For Stuart Littlewood at Veterans Today, Cameron’s “unseemly personal attack” directed at Corbyn during the Conservative Party conference showed immensely “bad form” and forced British politics to “a new low”. Furthermore, the Prime Minister’s propaganda seemed particularly uncivilised, given the fact that Corbyn had insisted right at the start of his leadership campaign that he wouldn’t “do personal”. In fact, even after Cameron’s horrific blunder this month, the Labour leader refused outright to “trade personal insults” with his opponent.
As I said earlier in the week, Corbyn must be praised both for his promotion of polite and reasoned debate, and for his criticism of the playground tactics recently employed by the Tories. And, thanks to this strategy, he has quite simply turned the tables on Cameron.
In recent years, the Conservatives revelled in the weakness of the unprincipled, spineless opposition provided by the New Labour machine. They appeared united and confident in their beliefs, while their rivals struggled to convince the public that they actually offered an alternative.
That ship, however, has sailed. And today, a new Labour Party has manoeuvred into the Port of Westminster.
Sure, the hands on deck are mostly the same as those on the previous ship. And yes, they probably need some training in how to talk like real people again after so many years at sea. The big difference, though, is that they now have a new captain who knows the ropes and who is holding the map the right way up.
Even more important, however, is the fact that the new Labour leader understands very well that power in Westminster is not achieved in the same way as it was in the past. Insulting the enemy just patronises the general public and distracts them from the real issues.
Rather than calling the country’s current ruling class “toffs” or those who stand up against them “crusties”, we should respond to attacks with facts and figures. For instance, let’s not speak about what Cameron did in his student days. They’re long gone, and they don’t affect us directly in 2015.
Instead, let’s speak about why the Prime Minister’s comments were malicious lies. Let’s talk about how his government is destroying taxpayer hopes of cleaner, cheaper energy. Let’s criticise his poor record on gender equality. And let’s reveal how his government’s policies help the powerful and trample on the impoverished.

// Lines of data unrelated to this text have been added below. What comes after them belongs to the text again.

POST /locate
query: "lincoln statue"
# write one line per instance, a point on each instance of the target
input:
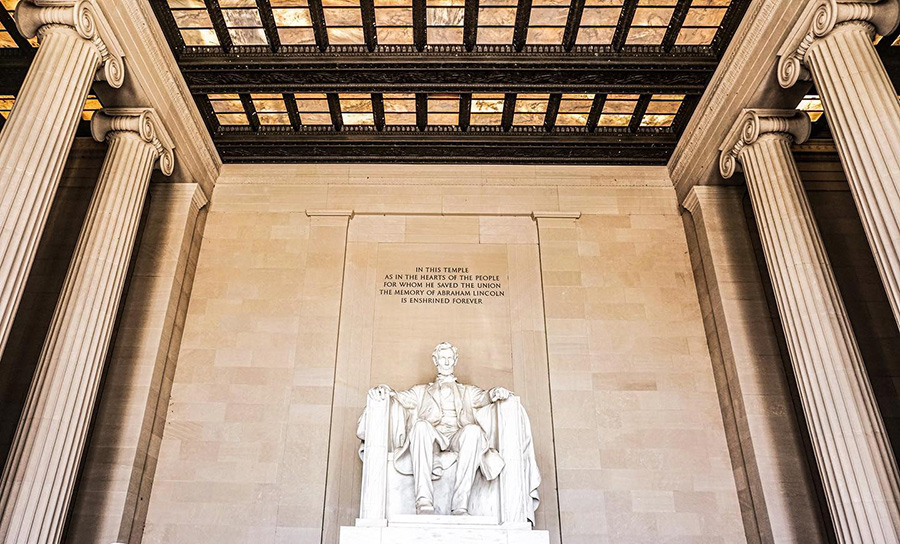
(441, 427)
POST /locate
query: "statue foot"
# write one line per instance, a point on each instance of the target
(424, 508)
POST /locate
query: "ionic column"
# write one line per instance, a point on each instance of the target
(852, 450)
(37, 483)
(832, 44)
(75, 43)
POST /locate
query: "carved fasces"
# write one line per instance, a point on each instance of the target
(751, 125)
(819, 19)
(145, 123)
(33, 17)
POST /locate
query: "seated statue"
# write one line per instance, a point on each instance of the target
(433, 426)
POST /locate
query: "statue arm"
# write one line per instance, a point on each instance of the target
(407, 399)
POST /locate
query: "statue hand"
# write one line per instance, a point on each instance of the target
(380, 392)
(499, 393)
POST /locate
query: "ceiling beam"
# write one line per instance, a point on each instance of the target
(675, 24)
(536, 147)
(269, 27)
(523, 16)
(573, 22)
(317, 17)
(218, 21)
(367, 11)
(624, 25)
(636, 73)
(470, 24)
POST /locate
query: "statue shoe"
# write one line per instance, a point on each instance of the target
(424, 507)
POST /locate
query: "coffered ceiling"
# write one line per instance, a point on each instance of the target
(519, 81)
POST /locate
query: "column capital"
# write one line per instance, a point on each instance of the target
(86, 18)
(145, 123)
(819, 19)
(754, 123)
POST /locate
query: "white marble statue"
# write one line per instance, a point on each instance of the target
(446, 433)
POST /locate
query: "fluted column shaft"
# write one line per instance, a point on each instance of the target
(852, 450)
(38, 480)
(863, 112)
(38, 135)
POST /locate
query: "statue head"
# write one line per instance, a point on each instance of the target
(444, 357)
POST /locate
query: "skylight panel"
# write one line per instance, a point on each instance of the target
(651, 19)
(243, 22)
(193, 22)
(618, 110)
(270, 109)
(343, 21)
(313, 108)
(487, 109)
(531, 109)
(229, 109)
(356, 109)
(702, 22)
(812, 104)
(547, 23)
(574, 109)
(443, 109)
(399, 109)
(598, 22)
(393, 22)
(444, 19)
(293, 21)
(496, 21)
(661, 110)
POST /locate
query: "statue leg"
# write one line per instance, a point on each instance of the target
(421, 449)
(470, 443)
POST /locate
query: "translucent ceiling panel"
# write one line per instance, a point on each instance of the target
(548, 22)
(702, 22)
(243, 22)
(651, 19)
(343, 21)
(270, 109)
(393, 22)
(812, 105)
(229, 109)
(661, 110)
(443, 109)
(6, 103)
(618, 110)
(574, 109)
(91, 106)
(193, 22)
(487, 109)
(293, 21)
(356, 109)
(313, 108)
(530, 109)
(496, 21)
(399, 108)
(445, 21)
(598, 22)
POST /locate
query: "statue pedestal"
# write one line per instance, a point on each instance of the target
(412, 529)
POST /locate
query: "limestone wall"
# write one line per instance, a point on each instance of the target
(599, 330)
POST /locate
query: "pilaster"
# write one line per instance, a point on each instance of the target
(858, 469)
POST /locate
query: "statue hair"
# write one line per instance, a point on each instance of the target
(441, 347)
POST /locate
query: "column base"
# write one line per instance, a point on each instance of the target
(413, 529)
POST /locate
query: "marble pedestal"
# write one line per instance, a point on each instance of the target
(412, 529)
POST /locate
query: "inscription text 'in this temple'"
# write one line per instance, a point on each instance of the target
(442, 285)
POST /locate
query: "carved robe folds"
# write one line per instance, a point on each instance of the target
(505, 491)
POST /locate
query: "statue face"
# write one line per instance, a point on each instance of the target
(445, 361)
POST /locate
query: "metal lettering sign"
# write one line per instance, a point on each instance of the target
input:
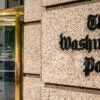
(86, 43)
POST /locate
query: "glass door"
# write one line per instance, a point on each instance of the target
(10, 54)
(7, 63)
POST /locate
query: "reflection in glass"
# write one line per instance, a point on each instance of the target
(7, 63)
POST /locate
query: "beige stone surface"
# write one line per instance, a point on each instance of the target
(53, 2)
(32, 88)
(33, 10)
(66, 67)
(58, 94)
(32, 48)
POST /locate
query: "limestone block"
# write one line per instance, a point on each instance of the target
(32, 88)
(66, 67)
(33, 10)
(59, 94)
(53, 2)
(32, 48)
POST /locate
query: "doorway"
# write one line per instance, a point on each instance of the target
(10, 53)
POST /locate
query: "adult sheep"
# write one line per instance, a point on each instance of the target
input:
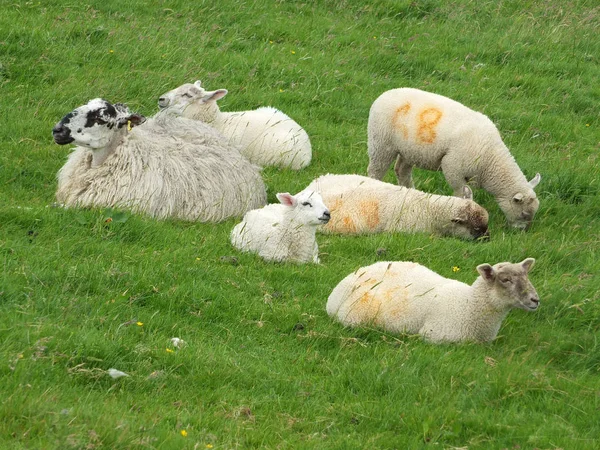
(362, 205)
(405, 297)
(122, 161)
(285, 231)
(421, 129)
(266, 136)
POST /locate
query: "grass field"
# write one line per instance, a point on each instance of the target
(264, 366)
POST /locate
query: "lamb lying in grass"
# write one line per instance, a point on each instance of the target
(405, 297)
(191, 174)
(421, 129)
(283, 232)
(266, 136)
(363, 205)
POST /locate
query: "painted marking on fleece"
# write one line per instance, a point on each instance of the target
(427, 121)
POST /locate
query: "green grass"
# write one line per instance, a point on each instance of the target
(264, 366)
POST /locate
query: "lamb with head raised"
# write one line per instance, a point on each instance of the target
(421, 129)
(123, 160)
(406, 297)
(284, 231)
(266, 136)
(361, 205)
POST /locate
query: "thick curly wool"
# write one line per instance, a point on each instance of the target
(191, 175)
(421, 129)
(266, 136)
(283, 232)
(405, 297)
(363, 205)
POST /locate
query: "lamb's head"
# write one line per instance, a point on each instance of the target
(96, 124)
(306, 206)
(520, 207)
(510, 284)
(193, 101)
(469, 220)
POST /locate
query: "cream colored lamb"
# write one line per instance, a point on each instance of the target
(266, 136)
(405, 297)
(421, 129)
(363, 205)
(285, 231)
(120, 161)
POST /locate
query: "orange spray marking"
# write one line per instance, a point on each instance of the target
(427, 121)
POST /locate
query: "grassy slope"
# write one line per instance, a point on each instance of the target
(265, 366)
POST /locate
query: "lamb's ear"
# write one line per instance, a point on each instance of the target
(467, 193)
(487, 272)
(287, 199)
(527, 264)
(213, 96)
(535, 181)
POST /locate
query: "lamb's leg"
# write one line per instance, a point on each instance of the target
(379, 164)
(403, 173)
(454, 174)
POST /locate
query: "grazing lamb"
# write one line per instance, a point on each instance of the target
(283, 232)
(192, 174)
(417, 128)
(363, 205)
(405, 297)
(266, 136)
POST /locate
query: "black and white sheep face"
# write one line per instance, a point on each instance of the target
(193, 96)
(95, 124)
(308, 207)
(512, 283)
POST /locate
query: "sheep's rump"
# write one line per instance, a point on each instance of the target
(164, 177)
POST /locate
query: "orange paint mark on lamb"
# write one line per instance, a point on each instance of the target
(426, 123)
(369, 209)
(400, 118)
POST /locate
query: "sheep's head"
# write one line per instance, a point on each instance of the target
(308, 207)
(511, 283)
(470, 221)
(520, 208)
(95, 125)
(193, 101)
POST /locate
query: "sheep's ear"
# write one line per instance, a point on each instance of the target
(287, 199)
(527, 264)
(132, 120)
(467, 193)
(487, 272)
(214, 95)
(535, 181)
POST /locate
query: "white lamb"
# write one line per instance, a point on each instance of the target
(283, 232)
(266, 136)
(421, 129)
(363, 205)
(405, 297)
(192, 174)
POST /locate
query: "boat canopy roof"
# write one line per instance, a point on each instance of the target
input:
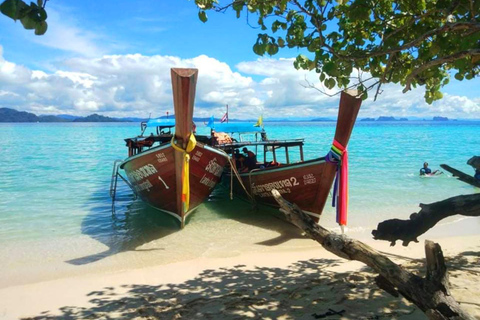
(236, 127)
(165, 123)
(267, 143)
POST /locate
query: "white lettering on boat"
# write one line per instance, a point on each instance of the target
(208, 182)
(269, 194)
(146, 185)
(161, 157)
(141, 173)
(267, 187)
(309, 179)
(214, 168)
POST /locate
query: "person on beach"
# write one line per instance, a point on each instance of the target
(251, 159)
(426, 171)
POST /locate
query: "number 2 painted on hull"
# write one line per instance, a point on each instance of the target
(294, 182)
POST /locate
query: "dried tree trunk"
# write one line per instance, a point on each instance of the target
(408, 230)
(430, 294)
(462, 176)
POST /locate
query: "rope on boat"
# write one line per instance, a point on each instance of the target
(339, 156)
(192, 142)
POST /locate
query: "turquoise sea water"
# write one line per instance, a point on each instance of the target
(56, 214)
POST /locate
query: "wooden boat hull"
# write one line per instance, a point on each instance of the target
(153, 177)
(307, 183)
(298, 183)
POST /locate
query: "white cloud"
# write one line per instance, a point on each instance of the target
(66, 34)
(137, 85)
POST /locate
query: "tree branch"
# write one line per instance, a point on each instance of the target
(429, 215)
(430, 294)
(442, 60)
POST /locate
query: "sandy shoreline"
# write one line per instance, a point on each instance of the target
(276, 285)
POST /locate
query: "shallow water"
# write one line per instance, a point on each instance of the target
(56, 213)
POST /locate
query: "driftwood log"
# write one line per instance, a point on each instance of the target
(428, 216)
(431, 294)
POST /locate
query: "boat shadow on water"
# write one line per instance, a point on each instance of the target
(133, 223)
(124, 227)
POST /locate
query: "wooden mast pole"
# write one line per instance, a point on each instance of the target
(347, 114)
(183, 87)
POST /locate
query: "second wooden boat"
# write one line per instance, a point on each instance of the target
(306, 183)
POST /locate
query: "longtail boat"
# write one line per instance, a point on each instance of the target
(174, 172)
(306, 183)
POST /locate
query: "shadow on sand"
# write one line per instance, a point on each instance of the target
(308, 289)
(304, 290)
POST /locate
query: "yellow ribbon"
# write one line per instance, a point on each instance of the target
(192, 142)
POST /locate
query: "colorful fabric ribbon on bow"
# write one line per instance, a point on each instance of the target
(339, 155)
(192, 142)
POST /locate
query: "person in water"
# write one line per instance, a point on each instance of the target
(477, 175)
(251, 159)
(426, 170)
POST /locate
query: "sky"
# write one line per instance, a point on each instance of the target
(113, 58)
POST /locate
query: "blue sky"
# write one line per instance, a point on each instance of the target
(113, 57)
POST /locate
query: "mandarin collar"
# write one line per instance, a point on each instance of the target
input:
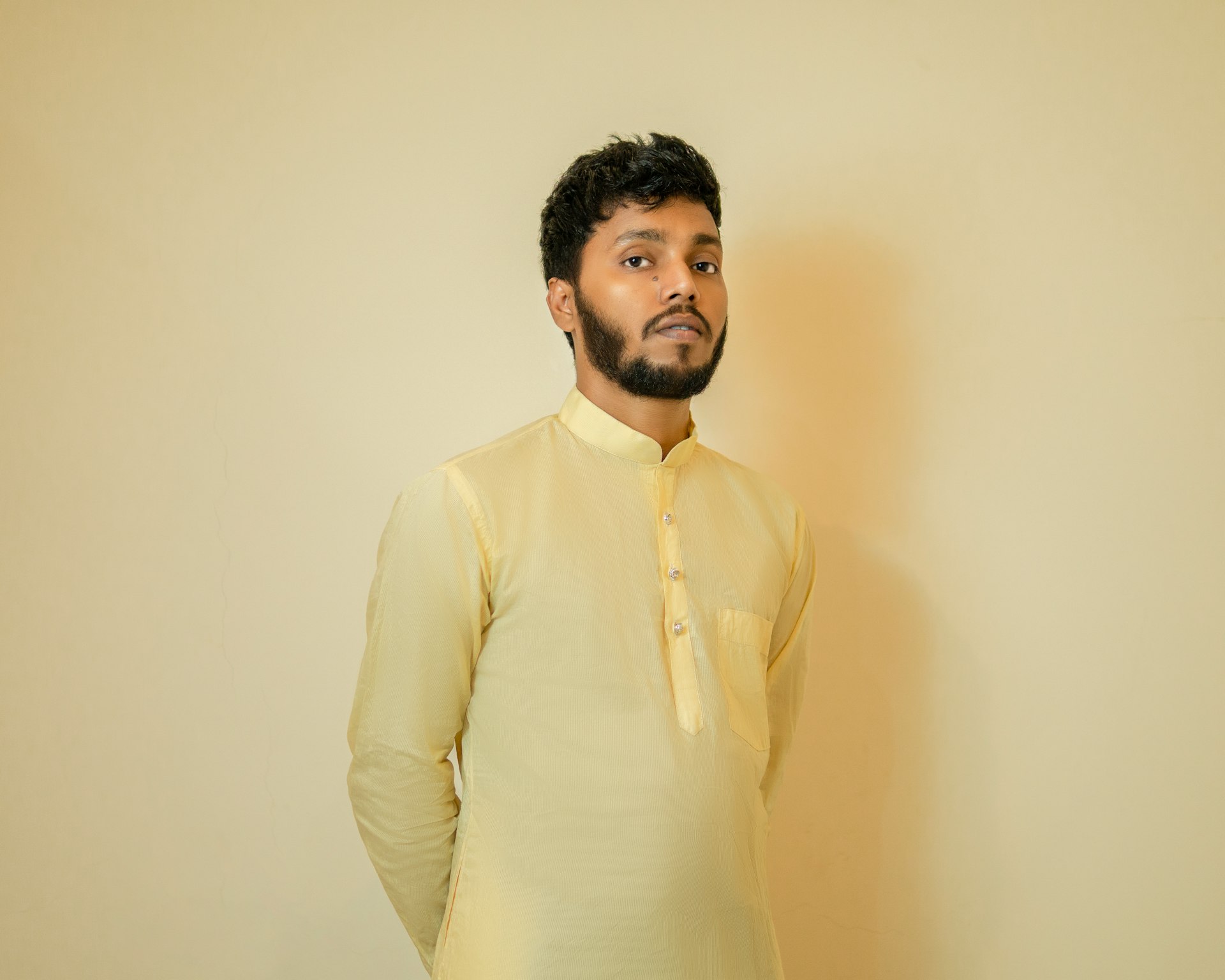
(593, 424)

These are the issues that directly affect us today. Not how someone speaks, dresses, or wears their hair – these are not reflections of the views people hold dear, and are irrelevant to political debate.
So no matter how much those who exploit, discriminate or oppress want to stereotype people and hurl insults around aimlessly, we must not sink to their level. If we hold justice close to our hearts, we must take pride in insisting that it is only the policies that truly matter. For in the end, arguments are not won with abuse or deception. They are won with the truth.